# Наше творчество > Авторские песни и совместные проекты >  Песня от группы "Перцы"

## АЛЛОЧКА

К Дню Космонавтики Перцы исполнили песню!Прошу послушать и оставить комментарии!http://www.realmusic.ru/songs/730715/

----------


## Лев

*АЛЛОЧКА*,
 Частушки, они и в космосе частушки:rolleyes:

----------


## АЛЛОЧКА

Всем женщинам с прекрасным именем Марина!Перцы посвятили песню!Слушайте и оставляйте комментарии!http://www.realmusic.ru/songs/730702/

----------


## Annon

> Всем женщинам с прекрасным именем Марина!Перцы посвятили песню!


Да этой песне уже года 4-5... В архив ушла...:rolleyes:

----------


## Annon

> К Дню Космонавтики Перцы исполнили песню!Прошу послушать и оставить комментарии!

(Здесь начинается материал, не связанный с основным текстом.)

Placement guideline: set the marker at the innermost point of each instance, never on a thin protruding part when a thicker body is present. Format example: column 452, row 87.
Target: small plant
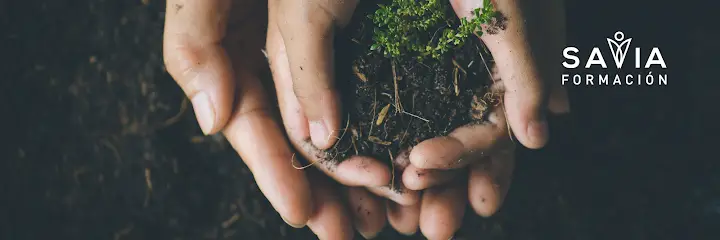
column 401, row 28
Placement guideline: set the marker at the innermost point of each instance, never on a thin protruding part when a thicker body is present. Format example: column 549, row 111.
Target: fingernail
column 318, row 134
column 538, row 131
column 204, row 111
column 292, row 225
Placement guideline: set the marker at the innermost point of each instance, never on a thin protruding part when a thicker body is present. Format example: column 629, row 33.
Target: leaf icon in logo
column 619, row 47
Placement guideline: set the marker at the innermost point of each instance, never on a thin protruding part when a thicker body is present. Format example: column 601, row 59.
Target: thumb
column 195, row 58
column 517, row 59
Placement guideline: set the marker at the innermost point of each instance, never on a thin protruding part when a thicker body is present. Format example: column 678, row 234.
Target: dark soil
column 87, row 151
column 394, row 104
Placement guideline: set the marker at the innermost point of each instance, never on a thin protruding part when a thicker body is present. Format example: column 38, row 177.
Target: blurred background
column 99, row 143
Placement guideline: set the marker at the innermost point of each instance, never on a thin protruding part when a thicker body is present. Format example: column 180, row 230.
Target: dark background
column 87, row 112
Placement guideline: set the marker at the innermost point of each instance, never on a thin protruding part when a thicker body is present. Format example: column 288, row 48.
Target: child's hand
column 527, row 66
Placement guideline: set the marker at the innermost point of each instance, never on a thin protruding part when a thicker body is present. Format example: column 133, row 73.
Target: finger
column 330, row 219
column 419, row 179
column 489, row 182
column 307, row 28
column 368, row 211
column 404, row 219
column 195, row 58
column 463, row 145
column 526, row 93
column 442, row 211
column 261, row 144
column 558, row 102
column 356, row 171
column 397, row 192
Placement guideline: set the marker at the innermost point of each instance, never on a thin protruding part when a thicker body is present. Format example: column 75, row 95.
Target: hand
column 439, row 164
column 300, row 50
column 213, row 51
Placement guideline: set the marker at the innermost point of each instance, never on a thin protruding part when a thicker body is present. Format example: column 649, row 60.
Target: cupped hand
column 213, row 49
column 474, row 163
column 300, row 50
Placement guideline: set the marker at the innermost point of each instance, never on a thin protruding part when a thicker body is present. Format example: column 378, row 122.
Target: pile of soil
column 392, row 104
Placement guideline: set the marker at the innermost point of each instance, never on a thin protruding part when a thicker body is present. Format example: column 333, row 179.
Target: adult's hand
column 475, row 162
column 300, row 50
column 213, row 49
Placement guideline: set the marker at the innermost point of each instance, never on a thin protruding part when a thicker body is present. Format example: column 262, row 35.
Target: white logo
column 618, row 46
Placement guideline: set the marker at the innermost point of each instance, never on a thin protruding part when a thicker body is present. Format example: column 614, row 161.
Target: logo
column 618, row 46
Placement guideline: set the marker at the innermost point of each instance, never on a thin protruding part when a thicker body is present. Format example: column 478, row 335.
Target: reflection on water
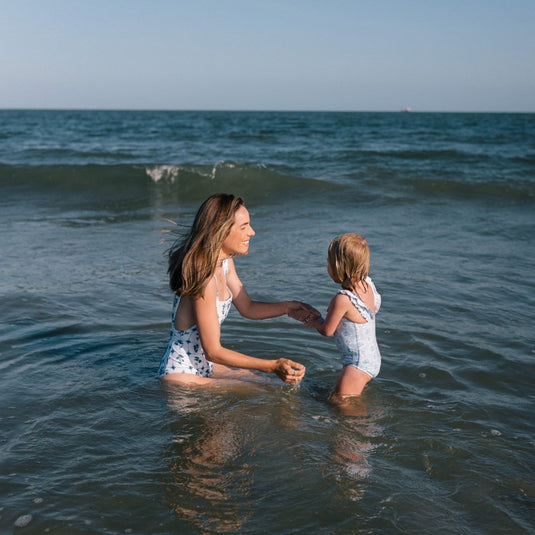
column 209, row 460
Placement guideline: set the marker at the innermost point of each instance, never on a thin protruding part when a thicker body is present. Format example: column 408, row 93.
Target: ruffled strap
column 365, row 312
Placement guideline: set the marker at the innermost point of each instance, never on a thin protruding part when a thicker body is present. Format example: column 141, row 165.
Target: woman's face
column 237, row 242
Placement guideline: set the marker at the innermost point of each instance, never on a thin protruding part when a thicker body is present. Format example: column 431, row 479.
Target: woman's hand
column 302, row 312
column 289, row 371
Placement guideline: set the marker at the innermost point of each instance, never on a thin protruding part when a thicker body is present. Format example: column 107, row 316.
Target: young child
column 351, row 314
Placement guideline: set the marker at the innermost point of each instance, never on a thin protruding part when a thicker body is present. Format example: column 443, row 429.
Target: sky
column 348, row 55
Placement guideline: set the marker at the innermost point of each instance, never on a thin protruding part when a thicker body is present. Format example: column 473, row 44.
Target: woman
column 204, row 279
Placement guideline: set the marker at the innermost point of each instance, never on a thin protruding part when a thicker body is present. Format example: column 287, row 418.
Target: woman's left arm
column 257, row 310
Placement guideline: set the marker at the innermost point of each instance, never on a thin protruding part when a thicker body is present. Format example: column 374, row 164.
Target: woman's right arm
column 209, row 330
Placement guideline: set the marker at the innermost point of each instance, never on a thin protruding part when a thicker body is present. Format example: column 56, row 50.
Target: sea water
column 441, row 442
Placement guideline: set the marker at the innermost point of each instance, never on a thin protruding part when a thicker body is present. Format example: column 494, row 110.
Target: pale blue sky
column 362, row 55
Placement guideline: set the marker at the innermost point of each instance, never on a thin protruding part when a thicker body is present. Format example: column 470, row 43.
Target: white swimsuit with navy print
column 184, row 353
column 357, row 341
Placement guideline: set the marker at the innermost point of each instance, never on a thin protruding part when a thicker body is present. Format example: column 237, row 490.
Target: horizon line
column 274, row 110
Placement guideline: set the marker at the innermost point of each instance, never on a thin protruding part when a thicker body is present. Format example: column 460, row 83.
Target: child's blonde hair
column 349, row 258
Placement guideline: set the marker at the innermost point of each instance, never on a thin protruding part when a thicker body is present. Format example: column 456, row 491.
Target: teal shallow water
column 442, row 440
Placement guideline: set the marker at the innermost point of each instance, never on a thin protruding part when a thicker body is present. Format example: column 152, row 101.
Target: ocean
column 441, row 442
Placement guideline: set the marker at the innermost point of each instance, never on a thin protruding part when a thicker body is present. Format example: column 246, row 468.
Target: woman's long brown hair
column 193, row 259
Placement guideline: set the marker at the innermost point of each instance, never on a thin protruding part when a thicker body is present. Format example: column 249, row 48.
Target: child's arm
column 336, row 311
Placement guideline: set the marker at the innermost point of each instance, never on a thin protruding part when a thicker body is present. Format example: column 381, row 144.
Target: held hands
column 302, row 312
column 289, row 371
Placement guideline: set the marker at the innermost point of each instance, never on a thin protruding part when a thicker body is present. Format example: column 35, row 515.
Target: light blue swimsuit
column 184, row 353
column 357, row 341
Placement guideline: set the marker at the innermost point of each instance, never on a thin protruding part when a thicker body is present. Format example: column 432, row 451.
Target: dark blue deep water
column 442, row 442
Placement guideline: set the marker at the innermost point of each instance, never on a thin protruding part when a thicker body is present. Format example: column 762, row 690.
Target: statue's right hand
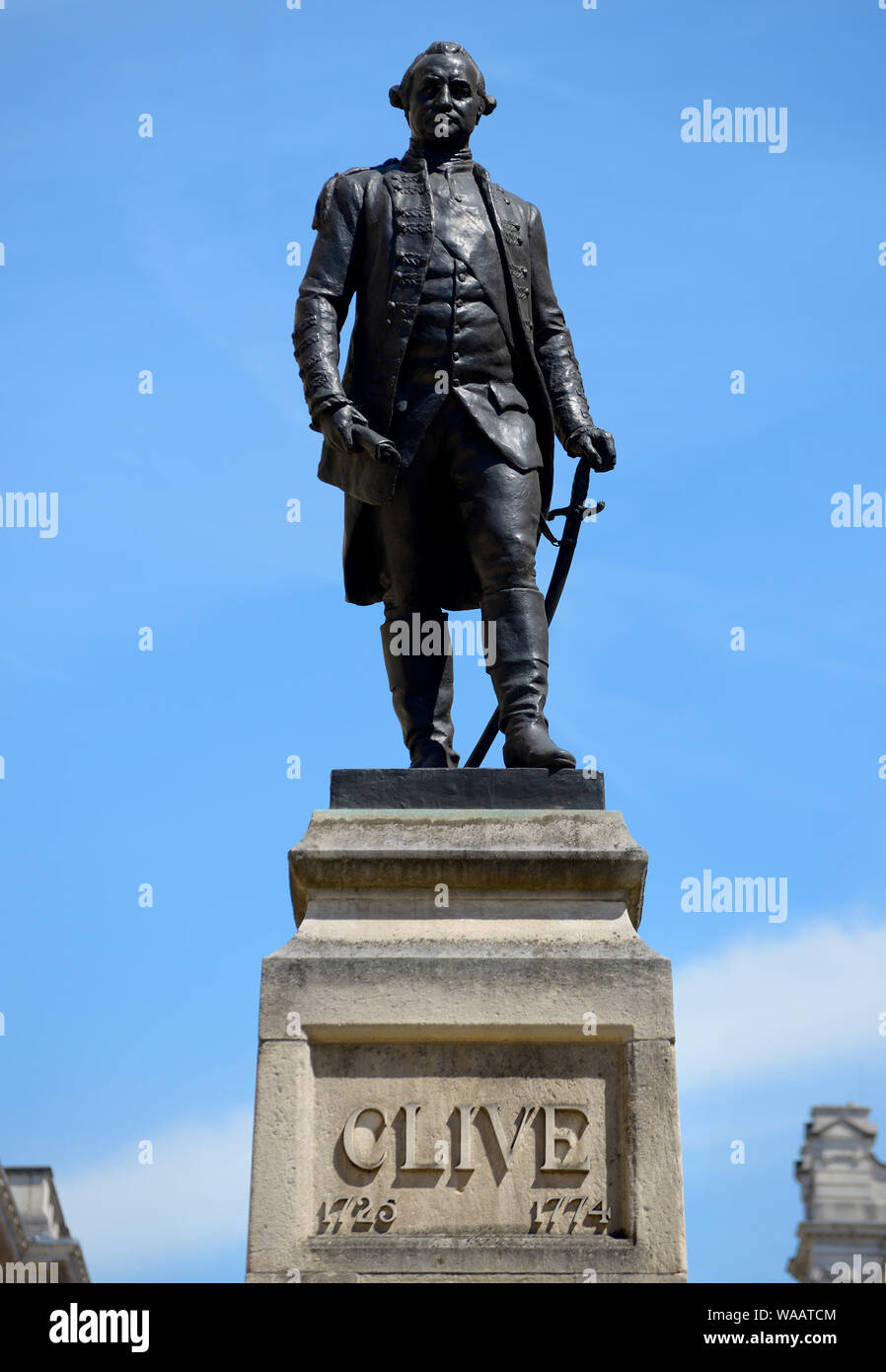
column 337, row 425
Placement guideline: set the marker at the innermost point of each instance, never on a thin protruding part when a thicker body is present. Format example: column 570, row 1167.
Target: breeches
column 457, row 496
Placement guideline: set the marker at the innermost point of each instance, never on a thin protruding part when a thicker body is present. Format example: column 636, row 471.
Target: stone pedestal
column 467, row 1051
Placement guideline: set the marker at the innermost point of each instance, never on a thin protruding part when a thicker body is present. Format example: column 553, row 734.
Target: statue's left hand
column 595, row 445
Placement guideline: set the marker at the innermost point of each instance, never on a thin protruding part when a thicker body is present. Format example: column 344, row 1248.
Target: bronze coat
column 375, row 232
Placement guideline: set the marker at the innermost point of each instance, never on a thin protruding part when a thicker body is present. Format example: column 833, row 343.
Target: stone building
column 35, row 1241
column 843, row 1237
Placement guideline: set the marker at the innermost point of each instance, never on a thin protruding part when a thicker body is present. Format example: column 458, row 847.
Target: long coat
column 375, row 233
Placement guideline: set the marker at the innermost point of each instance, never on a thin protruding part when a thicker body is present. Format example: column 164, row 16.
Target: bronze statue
column 440, row 432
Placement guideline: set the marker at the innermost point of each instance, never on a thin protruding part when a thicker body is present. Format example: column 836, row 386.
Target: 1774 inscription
column 373, row 1136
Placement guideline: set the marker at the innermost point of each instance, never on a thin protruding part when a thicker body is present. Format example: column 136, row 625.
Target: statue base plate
column 467, row 1051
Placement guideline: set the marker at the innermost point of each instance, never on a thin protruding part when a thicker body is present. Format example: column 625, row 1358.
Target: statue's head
column 443, row 95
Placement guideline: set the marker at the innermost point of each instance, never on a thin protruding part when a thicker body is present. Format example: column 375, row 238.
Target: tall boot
column 421, row 688
column 519, row 675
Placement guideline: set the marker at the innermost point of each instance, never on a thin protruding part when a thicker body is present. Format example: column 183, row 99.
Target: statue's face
column 443, row 102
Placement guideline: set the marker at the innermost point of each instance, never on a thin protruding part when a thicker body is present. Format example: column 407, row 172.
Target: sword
column 576, row 512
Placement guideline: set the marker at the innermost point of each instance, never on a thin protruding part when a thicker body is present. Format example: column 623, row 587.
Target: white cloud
column 193, row 1196
column 774, row 1002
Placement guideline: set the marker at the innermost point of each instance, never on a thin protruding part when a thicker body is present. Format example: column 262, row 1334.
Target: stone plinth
column 467, row 1056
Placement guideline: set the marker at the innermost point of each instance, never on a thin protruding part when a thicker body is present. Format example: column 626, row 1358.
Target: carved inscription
column 468, row 1138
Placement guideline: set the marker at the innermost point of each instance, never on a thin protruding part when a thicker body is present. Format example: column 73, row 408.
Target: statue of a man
column 461, row 358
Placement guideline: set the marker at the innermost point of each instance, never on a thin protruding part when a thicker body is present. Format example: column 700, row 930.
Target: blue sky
column 168, row 767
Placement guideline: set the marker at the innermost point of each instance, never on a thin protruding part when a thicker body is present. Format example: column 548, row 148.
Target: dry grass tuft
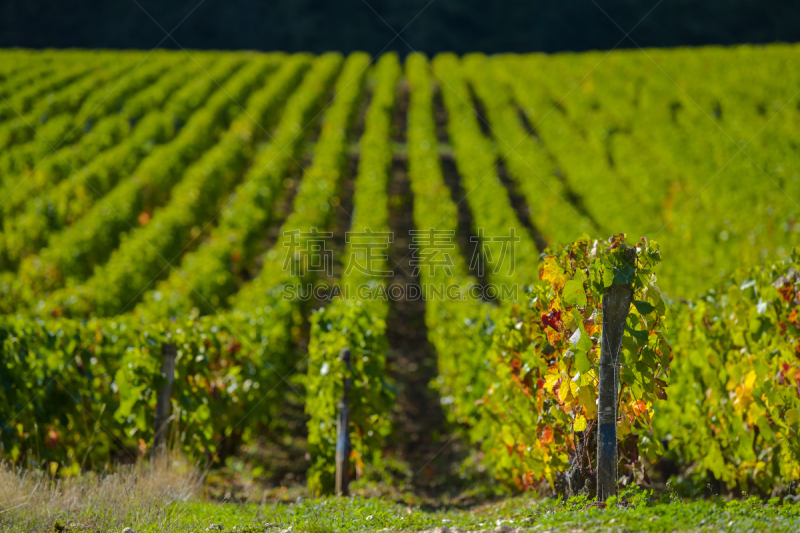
column 141, row 494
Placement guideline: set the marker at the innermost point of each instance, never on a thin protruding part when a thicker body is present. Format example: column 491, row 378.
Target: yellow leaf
column 550, row 381
column 553, row 273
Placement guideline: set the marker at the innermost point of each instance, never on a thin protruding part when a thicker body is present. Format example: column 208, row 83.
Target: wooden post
column 162, row 418
column 343, row 432
column 616, row 305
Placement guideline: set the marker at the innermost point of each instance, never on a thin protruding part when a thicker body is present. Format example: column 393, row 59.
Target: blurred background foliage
column 432, row 25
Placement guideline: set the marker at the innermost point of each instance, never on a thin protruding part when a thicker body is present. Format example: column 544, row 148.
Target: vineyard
column 263, row 212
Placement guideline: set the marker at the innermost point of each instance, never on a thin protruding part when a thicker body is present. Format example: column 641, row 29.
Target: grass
column 164, row 498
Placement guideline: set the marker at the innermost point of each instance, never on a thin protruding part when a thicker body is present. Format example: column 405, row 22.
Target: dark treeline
column 443, row 25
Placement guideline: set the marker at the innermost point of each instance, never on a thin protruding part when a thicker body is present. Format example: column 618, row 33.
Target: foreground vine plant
column 540, row 410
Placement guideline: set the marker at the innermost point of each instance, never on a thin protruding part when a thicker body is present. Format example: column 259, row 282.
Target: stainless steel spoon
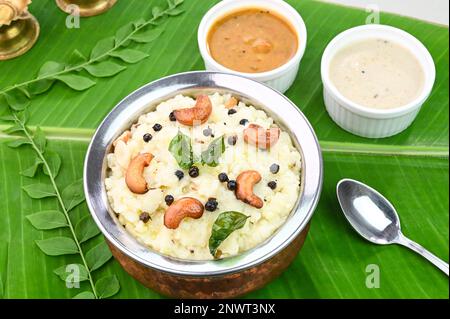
column 375, row 219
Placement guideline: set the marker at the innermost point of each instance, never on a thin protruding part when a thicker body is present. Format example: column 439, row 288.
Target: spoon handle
column 442, row 265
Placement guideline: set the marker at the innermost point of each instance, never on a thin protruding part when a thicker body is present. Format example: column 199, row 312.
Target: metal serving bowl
column 228, row 277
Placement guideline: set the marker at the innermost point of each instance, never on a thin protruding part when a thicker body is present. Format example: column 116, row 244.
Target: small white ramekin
column 365, row 121
column 281, row 78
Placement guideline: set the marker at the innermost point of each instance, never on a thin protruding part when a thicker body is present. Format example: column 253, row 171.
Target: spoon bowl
column 375, row 219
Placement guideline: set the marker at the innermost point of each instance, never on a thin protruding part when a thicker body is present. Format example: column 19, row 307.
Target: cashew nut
column 196, row 115
column 263, row 139
column 232, row 102
column 125, row 137
column 134, row 179
column 180, row 209
column 244, row 188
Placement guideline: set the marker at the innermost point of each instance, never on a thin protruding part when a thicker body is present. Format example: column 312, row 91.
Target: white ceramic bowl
column 279, row 79
column 365, row 121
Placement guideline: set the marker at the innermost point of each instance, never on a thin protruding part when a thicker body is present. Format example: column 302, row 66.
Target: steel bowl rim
column 186, row 267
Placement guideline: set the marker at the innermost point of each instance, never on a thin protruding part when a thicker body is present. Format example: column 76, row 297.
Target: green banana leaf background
column 411, row 169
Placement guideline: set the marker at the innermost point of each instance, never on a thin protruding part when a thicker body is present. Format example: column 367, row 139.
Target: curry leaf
column 57, row 246
column 98, row 256
column 123, row 33
column 73, row 195
column 39, row 139
column 49, row 219
column 146, row 36
column 157, row 12
column 13, row 129
column 104, row 69
column 76, row 82
column 102, row 47
column 212, row 154
column 38, row 191
column 86, row 229
column 225, row 224
column 18, row 142
column 31, row 171
column 41, row 86
column 77, row 271
column 175, row 12
column 107, row 286
column 129, row 55
column 17, row 100
column 77, row 58
column 49, row 68
column 7, row 118
column 181, row 149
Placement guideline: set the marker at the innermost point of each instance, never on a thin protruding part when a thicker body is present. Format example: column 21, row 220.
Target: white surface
column 436, row 11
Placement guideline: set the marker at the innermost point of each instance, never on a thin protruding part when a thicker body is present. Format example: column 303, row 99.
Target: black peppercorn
column 231, row 185
column 274, row 168
column 232, row 140
column 223, row 177
column 147, row 137
column 179, row 174
column 272, row 184
column 169, row 199
column 194, row 172
column 145, row 217
column 243, row 122
column 211, row 205
column 207, row 132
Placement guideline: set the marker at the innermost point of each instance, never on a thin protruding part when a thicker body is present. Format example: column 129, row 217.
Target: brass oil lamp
column 19, row 30
column 86, row 8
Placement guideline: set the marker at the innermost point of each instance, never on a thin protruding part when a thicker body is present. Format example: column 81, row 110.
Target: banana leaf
column 411, row 169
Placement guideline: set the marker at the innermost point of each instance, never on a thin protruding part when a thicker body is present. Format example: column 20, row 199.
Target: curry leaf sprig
column 101, row 62
column 68, row 198
column 181, row 148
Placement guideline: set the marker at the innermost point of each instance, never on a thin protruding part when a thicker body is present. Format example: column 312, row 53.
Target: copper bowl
column 231, row 276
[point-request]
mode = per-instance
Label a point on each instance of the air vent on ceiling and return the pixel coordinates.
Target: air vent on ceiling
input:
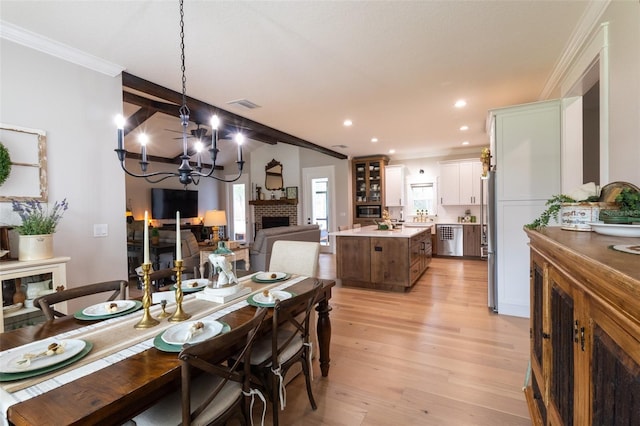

По-моему, слегка пошловато... ничего личного, Аллочка... 
Просили же своё мнение:smile: :flower: 
"Марина" не в пример лучше... :Aga:

----------


## Mazaykina

> Всем женщинам с прекрасным именем Марина!Перцы посвятили песню!Слушайте и оставляйте комментарии


Ой, а мне понравилось. Наверное, потому что песня про Марину. :biggrin: И про космонавтов тоже - запоминающаяся мелодия, легкие тексты- наверное, такие и должны быть шлягеры.
Цель достигнута- послушала все 4 композиции. Жду еще.  :Ok: 
Алла, а какое отношение вы имеете к Перцовым ребятам? Просто интересно.

----------


## LINSLI

> Всем женщинам с прекрасным именем Марина!Перцы посвятили песню!Слушайте и оставляйте комментарии!http://www.realmusic.ru/songs/730702/


 Прикольная песня :Ok:  Мне понравилась. Спасибо. С удовольствием послушал и посмотрел клип :smile:

----------


## Mazaykina

> С удовольствием послушал и посмотрел клип


А где клип?

----------


## Лев

> А где клип?
> __________________


Увидеть и услышать меня можно здесь(АЛЛОЧКА) http://stream.ifolder.ru/7888672

----------


## LINSLI

> А где клип?


Клип вот здесь нашёл. Песня понравилась пошёл искать и вот наткнулся. Скачивать не надо.  Весело ребята зажигают:smile:http://www.realmusic.ru/videodetail/3666/

----------